Upgrading Galera Cluster

Since high-availability is a priority for many Galera Cluster administrators, how to go about upgrading the nodes is important. Doing so with the least amount of downtime is tricky. There are three methods for upgrading Galera Cluster, the Galera software on the individual nodes:

  • Rolling Upgrade permits you to upgrade one node at a time, without taking down the cluster—and newly upgraded nodes can join the cluster without problems.
  • Bulk Upgrade is the method by which you take down the cluster and upgrade all of the nodes together.
  • Provider Upgrade is a method in which you only upgrade the Galera Replication Plugin on each node.

There are advantages and disadvantages to each of these methods. For instance, while a rolling upgrade may prove time consuming, the cluster continues to run during the upgrades. Similarly, while a bulk upgrade is faster, depending on on your situation, problems can result from taking down the cluster for a longer period of time. You will have to choose the best method for your situation, needs and concerns.

Rolling Upgrade

When you need the cluster to remain live and do not mind the time it takes to upgrade each node, use rolling upgrades.
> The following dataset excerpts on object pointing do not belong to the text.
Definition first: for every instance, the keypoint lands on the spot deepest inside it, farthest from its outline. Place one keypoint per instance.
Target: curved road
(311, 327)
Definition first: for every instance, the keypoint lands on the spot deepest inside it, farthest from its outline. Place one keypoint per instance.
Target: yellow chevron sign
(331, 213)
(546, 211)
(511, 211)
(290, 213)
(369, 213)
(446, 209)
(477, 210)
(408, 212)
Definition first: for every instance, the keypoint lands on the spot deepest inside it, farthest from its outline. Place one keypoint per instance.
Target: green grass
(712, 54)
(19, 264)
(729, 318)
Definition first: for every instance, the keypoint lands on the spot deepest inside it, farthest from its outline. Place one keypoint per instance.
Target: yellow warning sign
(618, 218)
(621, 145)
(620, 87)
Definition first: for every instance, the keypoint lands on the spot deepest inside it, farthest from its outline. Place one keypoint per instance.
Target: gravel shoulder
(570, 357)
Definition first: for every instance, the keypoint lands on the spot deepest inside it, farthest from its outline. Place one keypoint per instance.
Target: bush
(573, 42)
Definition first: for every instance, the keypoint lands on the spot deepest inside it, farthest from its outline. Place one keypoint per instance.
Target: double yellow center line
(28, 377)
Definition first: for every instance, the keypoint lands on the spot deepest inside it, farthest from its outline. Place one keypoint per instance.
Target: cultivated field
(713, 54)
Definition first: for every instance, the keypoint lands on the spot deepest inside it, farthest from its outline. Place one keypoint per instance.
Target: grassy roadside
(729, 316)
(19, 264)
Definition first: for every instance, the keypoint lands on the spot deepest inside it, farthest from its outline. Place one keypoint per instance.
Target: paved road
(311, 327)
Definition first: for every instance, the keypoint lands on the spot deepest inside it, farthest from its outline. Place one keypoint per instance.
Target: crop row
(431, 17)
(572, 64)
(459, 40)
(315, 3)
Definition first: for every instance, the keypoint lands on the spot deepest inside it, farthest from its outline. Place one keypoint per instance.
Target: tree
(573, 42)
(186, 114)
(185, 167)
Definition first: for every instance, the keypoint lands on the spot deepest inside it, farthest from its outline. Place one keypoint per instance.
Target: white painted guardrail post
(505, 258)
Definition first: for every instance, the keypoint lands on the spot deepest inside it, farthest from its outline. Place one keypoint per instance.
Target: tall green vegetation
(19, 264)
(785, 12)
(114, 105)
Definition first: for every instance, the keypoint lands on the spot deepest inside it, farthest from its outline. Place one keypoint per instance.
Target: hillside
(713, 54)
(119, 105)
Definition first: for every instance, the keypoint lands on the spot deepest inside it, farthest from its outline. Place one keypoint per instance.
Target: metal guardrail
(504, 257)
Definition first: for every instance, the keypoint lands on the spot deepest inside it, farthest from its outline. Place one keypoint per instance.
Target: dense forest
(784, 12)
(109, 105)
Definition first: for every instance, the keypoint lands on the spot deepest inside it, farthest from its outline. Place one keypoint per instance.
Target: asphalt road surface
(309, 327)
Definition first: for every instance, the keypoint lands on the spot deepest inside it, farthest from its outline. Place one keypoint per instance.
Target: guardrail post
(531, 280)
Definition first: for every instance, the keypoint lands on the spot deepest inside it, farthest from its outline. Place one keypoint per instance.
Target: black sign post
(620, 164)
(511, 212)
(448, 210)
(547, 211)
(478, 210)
In rolling upgrades, you take each node down individually, upgrade its software and then restart the node. When the node reconnects, it brings itself back into sync with the cluster, as it would in the event of any other outage. Once the individual finishes syncing with the cluster, you can move to the next in the cluster.

The main advantage of a rolling upgrade is that in the even that something goes wrong with the upgrade, the other nodes remain operational, giving you time to troubleshoot the problem.

Some of the disadvantages to consider in rolling upgrades are:

Time Consumption Performing a rolling upgrade can take some time, longer depending on the size of the databases and the number of nodes in the cluster, during which the cluster operates at a diminished capacity.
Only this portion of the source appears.